Differentiation and cell surface expression of transforming growth factor-β receptors are regulated by interaction with matrix collagen in murine osteoblastic cells

Abstract

Although transforming growth factor (TGF)-β enhances bone formation, it inhibits the differentiation of osteoblasts. To clarify the regulatory mechanism of osteoblastic differentiation and TGF-β actions, the relationship among differentiation, TGF-β actions, and matrix protein synthesis was examined using murine osteoblast-like MC3T3-E1 cells. Alkaline phosphatase (ALP) activity continued to increase during long-term cultures, and the increase was closely associated with a reduction in cell surface TGF-β receptors competent to bind TGF-β. Both the stimulation of proteoglycan synthesis and the inhibition of ALP activity by TGF-β were also suppressed.

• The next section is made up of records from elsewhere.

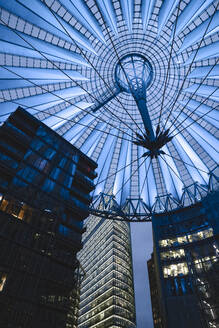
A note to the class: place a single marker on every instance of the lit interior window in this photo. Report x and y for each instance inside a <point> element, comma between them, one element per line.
<point>172,254</point>
<point>3,278</point>
<point>174,270</point>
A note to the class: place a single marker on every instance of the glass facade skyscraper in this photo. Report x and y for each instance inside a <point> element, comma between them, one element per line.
<point>107,293</point>
<point>44,197</point>
<point>133,84</point>
<point>186,266</point>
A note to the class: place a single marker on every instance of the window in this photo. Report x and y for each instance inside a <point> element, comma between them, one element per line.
<point>3,278</point>
<point>172,254</point>
<point>174,270</point>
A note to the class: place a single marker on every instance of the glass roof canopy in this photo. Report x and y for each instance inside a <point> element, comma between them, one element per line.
<point>58,60</point>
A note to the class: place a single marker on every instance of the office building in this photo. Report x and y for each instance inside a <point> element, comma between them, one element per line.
<point>186,266</point>
<point>155,296</point>
<point>133,84</point>
<point>107,292</point>
<point>44,184</point>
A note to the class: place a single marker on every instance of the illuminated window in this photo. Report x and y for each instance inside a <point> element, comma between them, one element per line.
<point>172,254</point>
<point>174,270</point>
<point>3,278</point>
<point>4,205</point>
<point>205,263</point>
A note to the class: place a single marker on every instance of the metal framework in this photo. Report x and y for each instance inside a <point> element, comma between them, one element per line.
<point>135,210</point>
<point>105,73</point>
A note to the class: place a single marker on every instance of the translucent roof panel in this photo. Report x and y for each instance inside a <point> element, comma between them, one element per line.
<point>58,60</point>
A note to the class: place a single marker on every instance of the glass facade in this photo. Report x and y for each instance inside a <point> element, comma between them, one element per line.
<point>186,248</point>
<point>44,197</point>
<point>107,293</point>
<point>58,60</point>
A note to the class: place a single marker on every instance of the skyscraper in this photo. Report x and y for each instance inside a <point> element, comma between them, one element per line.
<point>107,292</point>
<point>44,186</point>
<point>186,266</point>
<point>131,83</point>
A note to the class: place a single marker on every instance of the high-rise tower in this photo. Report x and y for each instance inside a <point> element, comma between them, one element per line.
<point>107,293</point>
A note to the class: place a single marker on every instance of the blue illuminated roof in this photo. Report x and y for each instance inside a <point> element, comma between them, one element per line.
<point>58,61</point>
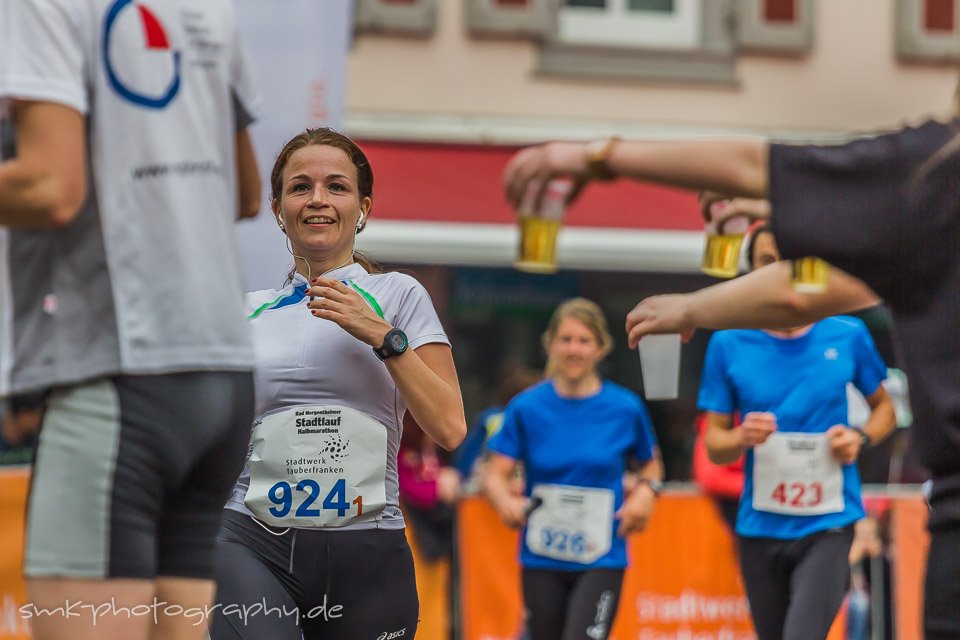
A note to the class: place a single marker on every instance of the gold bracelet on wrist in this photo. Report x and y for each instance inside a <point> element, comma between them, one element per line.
<point>597,154</point>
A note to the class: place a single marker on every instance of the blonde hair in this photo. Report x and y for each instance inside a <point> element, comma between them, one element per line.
<point>587,312</point>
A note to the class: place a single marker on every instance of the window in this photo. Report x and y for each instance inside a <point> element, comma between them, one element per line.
<point>411,17</point>
<point>928,30</point>
<point>659,40</point>
<point>775,26</point>
<point>668,24</point>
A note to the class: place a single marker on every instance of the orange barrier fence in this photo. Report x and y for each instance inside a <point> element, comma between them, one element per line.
<point>682,584</point>
<point>14,482</point>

Collagen synthesis inhibitors and an anti-α2β1 integrin blocking antibody blocked the changes in ALP activity and TGF-β receptors, and a DGEA peptide that interferes binding of collagen to α2β1 integrin also blocked the increase in ALP activity. Furthermore, when MC3T3-E1 cells were cultured on extracellular matrix layers obtained from these cells, all the differentiation-associated changes could be observed without collagen production, and the extracellular matrix-induced differentiation was also blocked by an anti-α2β1 integrin antibody. These results demonstrate that the interaction of cell surface α2β1 integrin with matrix collagen synthesized by osteoblasts themselves is involved in the osteoblastic differentiation and the reduction in cell surface receptors and actions of TGF-β. It is suggested that matrix collagen synthesized under the stimulation by TGF-β plays an important role in the regulation of osteoblastic differentiation and TGF-β actions by differentiation-associated down-regulation of TGF-β receptors.